Personal information
- Full name: Santinho Lopes Monteiro
- Date of birth: 16 February 1978 (age 47)
- Place of birth: Rotterdam, Netherlands
- Position: Midfielder

Senior career*
- Years: Team / Apps / (Gls)
- 1998–1999: RKC Waalwijk / 1 / (0)
- 1998–1999: → RBC Roosendaal (loan) / 15 / (0)
- 1999–2001: Excelsior / 23 / (0)
- 2001–2007: AGOVV Apeldoorn
- 2017–: Racing FC Union Luxembourg

= Santinho Lopes Monteiro =

Cape Verdean-Dutch footballer

Santinho Lopes Monteiro (born 16 February 1978 in Rotterdam, Netherlands) is a former professional footballer who holds both Dutch and Cape Verdean nationality.

== Football career ==
In the 1998/1999 season, Lopes Monteiro made his professional debut for RKC Waalwijk, appearing in the match on 20 September 1998 against SC Heerenveen.when he came on as a substitute in the 73rd minute for Adilson Ben David dos Santos. During that same season, he was loaned to RBC, for which he played 15 matches.
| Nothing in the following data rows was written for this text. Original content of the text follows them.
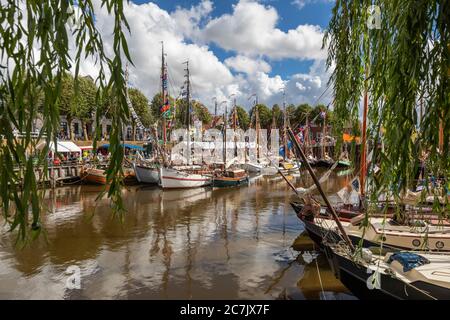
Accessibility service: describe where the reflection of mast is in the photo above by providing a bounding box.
[222,197,230,262]
[186,213,192,298]
[162,211,173,298]
[184,61,191,165]
[248,93,261,162]
[283,89,289,160]
[359,68,369,199]
[161,41,167,149]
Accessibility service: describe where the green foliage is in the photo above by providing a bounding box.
[324,0,450,208]
[128,88,154,128]
[250,103,272,129]
[192,101,212,125]
[0,0,130,241]
[176,99,212,128]
[272,104,283,128]
[236,106,250,131]
[294,103,313,125]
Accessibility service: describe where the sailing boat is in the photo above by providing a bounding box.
[212,97,248,188]
[159,61,212,189]
[244,94,264,173]
[303,113,317,167]
[279,89,299,174]
[316,111,334,168]
[133,43,170,184]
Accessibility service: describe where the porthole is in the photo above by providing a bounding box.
[436,241,444,250]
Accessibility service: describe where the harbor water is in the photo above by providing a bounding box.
[0,173,354,299]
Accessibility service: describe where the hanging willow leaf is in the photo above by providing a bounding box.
[324,0,450,214]
[0,0,131,242]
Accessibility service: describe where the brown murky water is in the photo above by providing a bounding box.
[0,169,353,299]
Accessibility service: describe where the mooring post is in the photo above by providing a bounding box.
[288,128,355,251]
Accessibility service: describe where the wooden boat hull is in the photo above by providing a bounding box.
[325,246,450,300]
[82,169,106,185]
[133,164,159,184]
[314,159,334,168]
[159,168,211,189]
[337,160,352,168]
[243,162,263,173]
[291,202,450,252]
[212,177,248,188]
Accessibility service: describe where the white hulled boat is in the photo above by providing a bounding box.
[133,163,159,184]
[159,166,212,189]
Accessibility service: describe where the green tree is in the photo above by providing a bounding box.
[73,77,97,140]
[286,104,297,126]
[128,88,154,140]
[192,101,212,125]
[150,92,163,119]
[59,73,77,139]
[236,106,250,131]
[272,104,283,128]
[0,0,131,241]
[324,0,450,198]
[294,103,313,125]
[310,104,328,126]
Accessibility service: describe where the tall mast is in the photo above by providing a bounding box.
[184,61,191,165]
[322,111,327,159]
[255,95,261,161]
[283,88,288,160]
[359,67,369,199]
[233,98,237,131]
[161,41,167,149]
[223,102,227,169]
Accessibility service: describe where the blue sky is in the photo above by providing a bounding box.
[82,0,333,110]
[133,0,333,78]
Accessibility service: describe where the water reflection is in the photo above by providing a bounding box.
[0,171,356,299]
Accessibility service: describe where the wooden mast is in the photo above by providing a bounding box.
[161,41,167,150]
[359,69,369,200]
[288,128,355,252]
[283,89,289,161]
[223,103,227,170]
[255,96,261,162]
[184,61,191,165]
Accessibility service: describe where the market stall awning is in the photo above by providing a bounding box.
[49,141,81,153]
[99,143,144,151]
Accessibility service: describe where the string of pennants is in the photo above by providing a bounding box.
[160,68,171,118]
[125,86,146,130]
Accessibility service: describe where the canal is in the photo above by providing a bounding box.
[0,174,354,299]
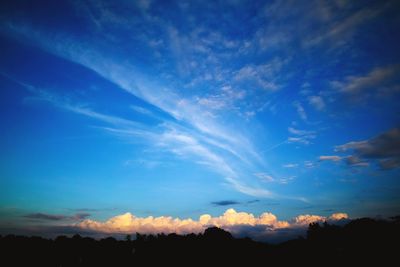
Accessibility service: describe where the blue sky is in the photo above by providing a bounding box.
[0,0,400,237]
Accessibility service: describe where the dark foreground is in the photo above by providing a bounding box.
[0,218,400,266]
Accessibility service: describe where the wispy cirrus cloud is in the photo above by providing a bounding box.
[335,128,400,170]
[3,73,276,197]
[331,65,400,100]
[23,212,90,221]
In 1999, Lopes Monteiro signed with Excelsior, appearing in 23 matches over two seasons. In 2001, he joined AGOVV, which was at the time still an amateur club. When AGOVV returned to professional football in 2003, he became a regular first-team player.

He concluded his professional football career in 2007 at AGOVV Apeldoorn.

As of 2017, Lopes Monteiro resides in Luxembourg, where he continues to play amateur football for Racing FC Union Luxembourg.